Buying in the best catchment areas can be more expensive than sending kids to private school

Private or state, parents pay to access good schools

New research by the independent think tank Reform Scotland shows that buying a house in the catchment areas of the best performing Scottish state schools can cost more than sending children to a private secondary school and living in a less expensive area. (see notes to editors for an example)

Reform Scotland believes that this highlights the reality of parents paying for their children’s education, over and above their contributions to general taxation.  Whether directly, through private school fees, or indirectly through buying a house in a top catchment area, they are trying to buy good results.

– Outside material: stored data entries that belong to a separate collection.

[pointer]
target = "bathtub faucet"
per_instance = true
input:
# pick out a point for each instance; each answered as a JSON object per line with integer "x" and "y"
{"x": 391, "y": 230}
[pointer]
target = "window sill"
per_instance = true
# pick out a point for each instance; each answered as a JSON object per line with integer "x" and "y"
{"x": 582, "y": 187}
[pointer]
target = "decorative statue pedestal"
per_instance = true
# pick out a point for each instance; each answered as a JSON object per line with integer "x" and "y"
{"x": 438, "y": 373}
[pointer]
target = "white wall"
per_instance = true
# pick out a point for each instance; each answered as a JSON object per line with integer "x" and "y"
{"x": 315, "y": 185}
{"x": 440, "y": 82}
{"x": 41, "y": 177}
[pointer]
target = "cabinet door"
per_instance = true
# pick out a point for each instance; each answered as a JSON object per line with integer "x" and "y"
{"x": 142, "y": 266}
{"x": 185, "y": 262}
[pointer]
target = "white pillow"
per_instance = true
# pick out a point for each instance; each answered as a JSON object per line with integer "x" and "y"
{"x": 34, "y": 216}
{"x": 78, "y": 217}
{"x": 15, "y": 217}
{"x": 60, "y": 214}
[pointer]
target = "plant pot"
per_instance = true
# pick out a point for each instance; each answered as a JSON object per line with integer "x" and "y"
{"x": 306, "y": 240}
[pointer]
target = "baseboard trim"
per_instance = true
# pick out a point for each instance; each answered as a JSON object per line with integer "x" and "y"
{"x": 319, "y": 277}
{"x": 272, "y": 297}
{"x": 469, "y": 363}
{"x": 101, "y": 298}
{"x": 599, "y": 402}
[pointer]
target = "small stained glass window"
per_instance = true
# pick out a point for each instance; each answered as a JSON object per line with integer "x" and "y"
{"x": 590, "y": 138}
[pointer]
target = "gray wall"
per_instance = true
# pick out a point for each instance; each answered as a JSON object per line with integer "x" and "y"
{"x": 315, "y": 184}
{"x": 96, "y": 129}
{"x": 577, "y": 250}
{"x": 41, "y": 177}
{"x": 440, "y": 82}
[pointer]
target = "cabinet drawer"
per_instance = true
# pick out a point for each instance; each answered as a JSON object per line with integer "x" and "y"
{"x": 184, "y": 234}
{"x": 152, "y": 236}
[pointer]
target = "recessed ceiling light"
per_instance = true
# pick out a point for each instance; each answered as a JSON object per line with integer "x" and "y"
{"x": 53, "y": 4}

However, there are many families who are unable to pay either of these additional premiums, and they are therefore left with very little choice but to have their children educated in schools with poorer academic results.

The full briefing can be downloaded below.

Keir Bloomer, the Chairman of the Commission on School Reform and a Reform Scotland Advisory Board member, said:

“Scottish education remains highly inequitable.

“This is not about ‘good schools’ and ‘bad schools’ but about our failure to tackle disadvantage effectively.

“Until effective action is taken, parents will quite naturally try to buy educational success.”

The Commission on School Reform’s final report By Diverse Means: Improving Scottish Education, recommended the following:

“The allocation of support for pupils and schools experiencing disadvantage should be reviewed and needs to be better targeted. More of the available support should follow the individual disadvantaged learner”.

Furthermore, Reform Scotland’s 2009 report Parent Power recommended a series of measures aimed at better schooling for the most disadvantaged, including:

  • more parental choice over schools
  • supplements for disadvantaged children
  • allowing new schools to be set up

ENDS

NOTES TO EDITORS

  1. Reform Scotland is an independent, non-party think tank that aims to set out a better way to deliver increased economic prosperity and more effective public services based on the traditional Scottish principles of limited government, diversity and personal responsibility. Further information is available at www.reformscotland.com.

    2. The average house price paid in Edinburgh over the past three years was £225,931 according to Zoopla. The average house price in the postcode area of Boroughmuir was £327,313 – a difference of £101,382. Borrowing this amount over a 25-year period at a competitive interest rate of 1.99% costs around £127,000, according to the calculator on mortgagerates.org.uk.

    School fees at George Heriot’s, George Watson’s and Erskine Stewart’s Melville are all around £10,000 a year, meaning the cost of educating two children for six years of secondary school is about £123,000, assuming fees increase by about 1% a year.

    Therefore, it is cheaper to send two children to private school than buy a house in the catchment area of the best performing school in the city.